Der Kläger hat den geltend gemachten Gehörsverstoß jedoch nicht hinreichend dargelegt. Für eine schlüssige Gehörsrüge genügt nicht allein der Vortrag eines Gehörsverstoßes aus, sondern es ist darüber hinaus substantiiert darzulegen, was bei ausreichender Gewährung rechtlichen Gehörs, d.h. bei Kenntnis des nicht in das Verfahren eingeführten Erkenntnismittels noch vorgetragen worden wäre (OVG NW, B.v. 10.7.2018 – 13 A 1529/18.A – juris Rn. 16, BayVGH, B.v. 31.8.2018 – 10 ZB 18.32135 – Rn. 6, B.v. 22.11.2018 – 10 ZB 18.31288 – Rn. 4 m.w.N.). Diesen Anforderungen genügt das Zulassungsvorbringen nicht. Die Kläger behaupten lediglich, dass dieses Erkenntnismittel aufgrund aktuellerer Erkenntnisse inhaltlich unzutreffend sei. Zudem hätten die Kläger darlegen müssen, weshalb die verfahrensfehlerfrei eingeführten Erkenntnismittel das gefundene Ergebnis nicht eigenständig stützen (VGH BW, B.v. 18.8.2017 – A 11 S 2067/17 – juris Rn. 19), weil das Verwaltungsgericht neben der Auskunft des Auswärtigen Amtes auch auf den Informationsbrief des Informationszentrums Asyl und Migration – Weibliche Genitalverstümmelung – vom April 2010 und den EASO Country of Origin Information Report vom Juni 2017 verwiesen hat.

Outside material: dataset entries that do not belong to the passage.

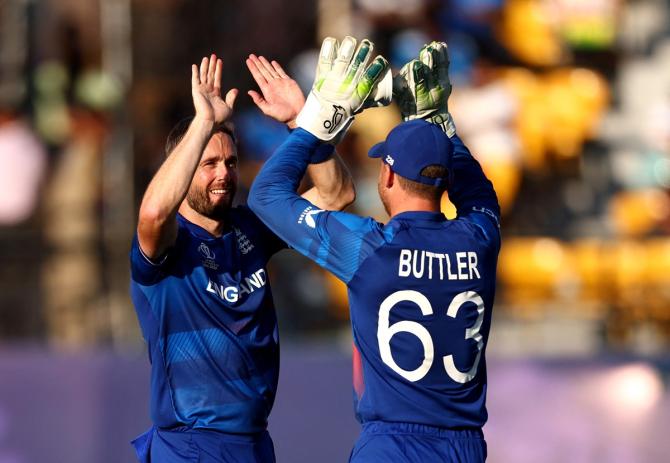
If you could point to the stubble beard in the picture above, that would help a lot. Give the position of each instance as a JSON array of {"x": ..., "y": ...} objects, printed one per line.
[{"x": 198, "y": 200}]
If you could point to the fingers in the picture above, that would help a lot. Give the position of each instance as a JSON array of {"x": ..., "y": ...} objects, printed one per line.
[
  {"x": 195, "y": 79},
  {"x": 211, "y": 69},
  {"x": 257, "y": 99},
  {"x": 204, "y": 65},
  {"x": 279, "y": 70},
  {"x": 435, "y": 55},
  {"x": 210, "y": 72},
  {"x": 327, "y": 56},
  {"x": 217, "y": 76},
  {"x": 373, "y": 73},
  {"x": 230, "y": 97},
  {"x": 360, "y": 60},
  {"x": 344, "y": 55}
]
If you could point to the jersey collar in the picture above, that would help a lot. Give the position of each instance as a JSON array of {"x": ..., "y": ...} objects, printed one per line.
[{"x": 424, "y": 216}]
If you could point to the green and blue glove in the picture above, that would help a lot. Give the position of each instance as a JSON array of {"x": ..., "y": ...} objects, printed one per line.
[
  {"x": 422, "y": 88},
  {"x": 345, "y": 85}
]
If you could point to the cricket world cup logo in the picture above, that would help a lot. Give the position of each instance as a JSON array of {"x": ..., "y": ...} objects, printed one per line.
[{"x": 335, "y": 119}]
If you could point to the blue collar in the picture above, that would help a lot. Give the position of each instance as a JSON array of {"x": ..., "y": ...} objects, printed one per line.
[{"x": 420, "y": 216}]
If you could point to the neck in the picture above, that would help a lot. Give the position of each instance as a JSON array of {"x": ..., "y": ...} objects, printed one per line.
[
  {"x": 212, "y": 226},
  {"x": 413, "y": 204}
]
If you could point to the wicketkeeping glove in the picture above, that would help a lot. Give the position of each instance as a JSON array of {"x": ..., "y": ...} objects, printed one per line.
[
  {"x": 422, "y": 87},
  {"x": 344, "y": 85}
]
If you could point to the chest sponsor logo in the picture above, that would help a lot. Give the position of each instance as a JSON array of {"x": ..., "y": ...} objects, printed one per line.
[
  {"x": 247, "y": 286},
  {"x": 208, "y": 257},
  {"x": 308, "y": 215},
  {"x": 243, "y": 243}
]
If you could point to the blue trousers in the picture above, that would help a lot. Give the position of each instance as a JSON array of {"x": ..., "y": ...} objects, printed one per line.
[
  {"x": 415, "y": 443},
  {"x": 203, "y": 446}
]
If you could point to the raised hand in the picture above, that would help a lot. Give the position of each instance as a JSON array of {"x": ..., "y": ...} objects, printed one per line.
[
  {"x": 206, "y": 91},
  {"x": 345, "y": 80},
  {"x": 422, "y": 87},
  {"x": 280, "y": 97}
]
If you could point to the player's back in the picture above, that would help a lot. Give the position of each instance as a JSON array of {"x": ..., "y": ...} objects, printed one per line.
[{"x": 421, "y": 312}]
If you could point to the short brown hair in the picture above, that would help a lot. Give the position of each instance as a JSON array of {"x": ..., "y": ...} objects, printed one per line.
[
  {"x": 421, "y": 189},
  {"x": 180, "y": 128}
]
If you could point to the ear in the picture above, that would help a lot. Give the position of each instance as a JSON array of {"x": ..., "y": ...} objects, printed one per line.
[{"x": 388, "y": 176}]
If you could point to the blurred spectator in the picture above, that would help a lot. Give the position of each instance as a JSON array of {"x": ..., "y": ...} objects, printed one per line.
[{"x": 23, "y": 164}]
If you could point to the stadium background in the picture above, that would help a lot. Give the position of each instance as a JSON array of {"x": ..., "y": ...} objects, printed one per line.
[{"x": 566, "y": 104}]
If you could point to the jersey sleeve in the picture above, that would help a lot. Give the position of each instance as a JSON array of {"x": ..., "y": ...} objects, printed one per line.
[
  {"x": 337, "y": 241},
  {"x": 472, "y": 193}
]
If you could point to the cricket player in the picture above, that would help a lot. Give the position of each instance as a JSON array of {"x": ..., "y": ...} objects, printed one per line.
[
  {"x": 199, "y": 281},
  {"x": 420, "y": 287}
]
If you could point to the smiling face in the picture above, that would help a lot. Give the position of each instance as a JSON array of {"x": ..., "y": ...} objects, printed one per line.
[{"x": 215, "y": 181}]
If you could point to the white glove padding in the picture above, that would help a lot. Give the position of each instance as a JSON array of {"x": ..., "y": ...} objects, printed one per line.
[
  {"x": 344, "y": 85},
  {"x": 422, "y": 87}
]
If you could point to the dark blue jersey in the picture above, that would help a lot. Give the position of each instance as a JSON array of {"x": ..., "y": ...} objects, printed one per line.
[
  {"x": 420, "y": 288},
  {"x": 208, "y": 318}
]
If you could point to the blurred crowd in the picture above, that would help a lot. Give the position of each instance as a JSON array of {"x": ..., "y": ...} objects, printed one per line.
[{"x": 565, "y": 103}]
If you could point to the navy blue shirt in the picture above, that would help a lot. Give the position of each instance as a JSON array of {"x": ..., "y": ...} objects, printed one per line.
[
  {"x": 208, "y": 318},
  {"x": 421, "y": 288}
]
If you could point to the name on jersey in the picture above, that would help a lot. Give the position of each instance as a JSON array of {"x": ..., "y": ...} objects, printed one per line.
[
  {"x": 435, "y": 265},
  {"x": 233, "y": 293}
]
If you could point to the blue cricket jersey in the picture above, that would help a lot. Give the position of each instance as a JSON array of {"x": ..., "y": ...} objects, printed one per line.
[
  {"x": 207, "y": 315},
  {"x": 420, "y": 288}
]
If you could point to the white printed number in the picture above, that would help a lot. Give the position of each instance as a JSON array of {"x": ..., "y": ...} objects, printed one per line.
[{"x": 385, "y": 332}]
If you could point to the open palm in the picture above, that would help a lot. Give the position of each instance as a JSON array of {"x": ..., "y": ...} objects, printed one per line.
[
  {"x": 280, "y": 97},
  {"x": 206, "y": 91}
]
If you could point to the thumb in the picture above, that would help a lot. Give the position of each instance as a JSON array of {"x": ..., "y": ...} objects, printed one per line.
[{"x": 231, "y": 96}]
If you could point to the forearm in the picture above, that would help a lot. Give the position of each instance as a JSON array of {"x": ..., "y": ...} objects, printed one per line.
[
  {"x": 275, "y": 188},
  {"x": 470, "y": 187},
  {"x": 333, "y": 186}
]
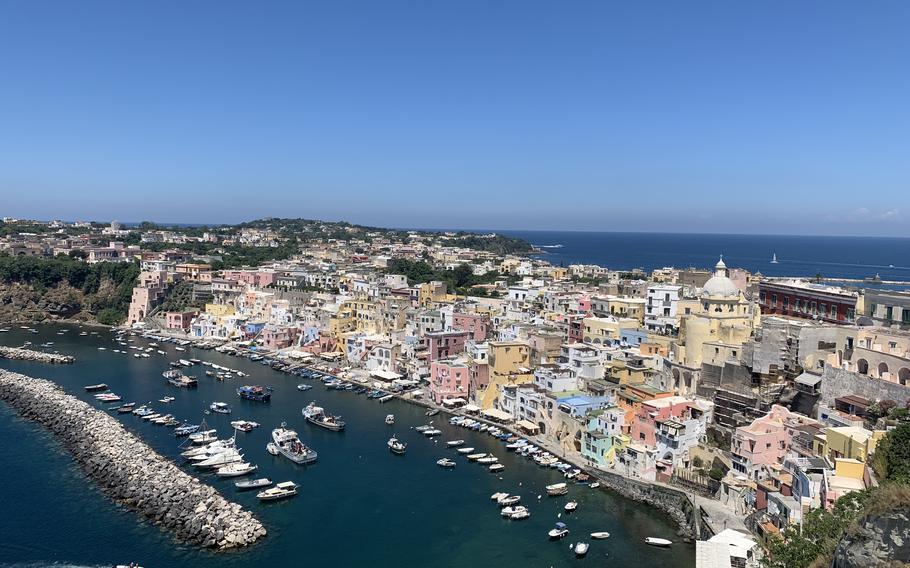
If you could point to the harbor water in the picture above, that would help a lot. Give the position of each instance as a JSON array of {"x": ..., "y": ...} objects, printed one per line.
[{"x": 359, "y": 505}]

Eine Verletzung des rechtlichen Gehörs kann auch nicht darauf gestützt werden, dass die vom Verwaltungsgericht seiner Entscheidung zugrunde gelegten Erkenntnismittel nicht gesondert bezeichnet wurden. Entgegen der Ansicht der Kläger gebietet es der Grundsatz des rechtlichen Gehörs nicht, dass das Verwaltungsgericht für jedes Verfahren gesondert aus der Gesamtmenge der zu einem Herkunftsland verfügbaren, jeweils genau bezeichneten Erkenntnismittel diejenigen herausfiltert und durch eine gesonderte, verfahrensbezogene Liste einführt, die (möglicherweise) entscheidungserheblich Verwendung finden werden (VGH BW, B.v. 20.8.2018 – A 12 S 1364/18 – juris Rn. 6 m.w.N.). Selbst wenn man annimmt, das Verwaltungsgericht hätte auch die Erkenntnismittelliste thematisch aufarbeiten müssen, können sich die Kläger nicht auf eine Verletzung ihres Anspruchs auf rechtliches Gehör berufen. Denn die Verletzung der Garantie des rechtlichen Gehörs kann jedenfalls dann nicht mit Erfolg gerügt werden, wenn der Beteiligte es versäumt, sich unter Einsatz der ihm nach der Prozessordnung zur Verfügung stehenden Mittel rechtliches Gehör zu verschaffen (vgl. VGH BW, B.v. 27.12.2017 – A 4 S 2775/17 – juris zur Rügepflicht bei Einführung einer falschen Erkenntnismittelliste im Asylprozess). Demgemäß ist der Asylkläger jedenfalls bei entsprechendem Anlass gehalten, auf nähere themen- oder fallbezogene Konkretisierung der vom Gericht als möglicherweise entscheidungserheblich bezeichneten, eingeführten Erkenntnismittel hinzuwirken (VGH BW a.a.O. Rn. 8 m.w.N.).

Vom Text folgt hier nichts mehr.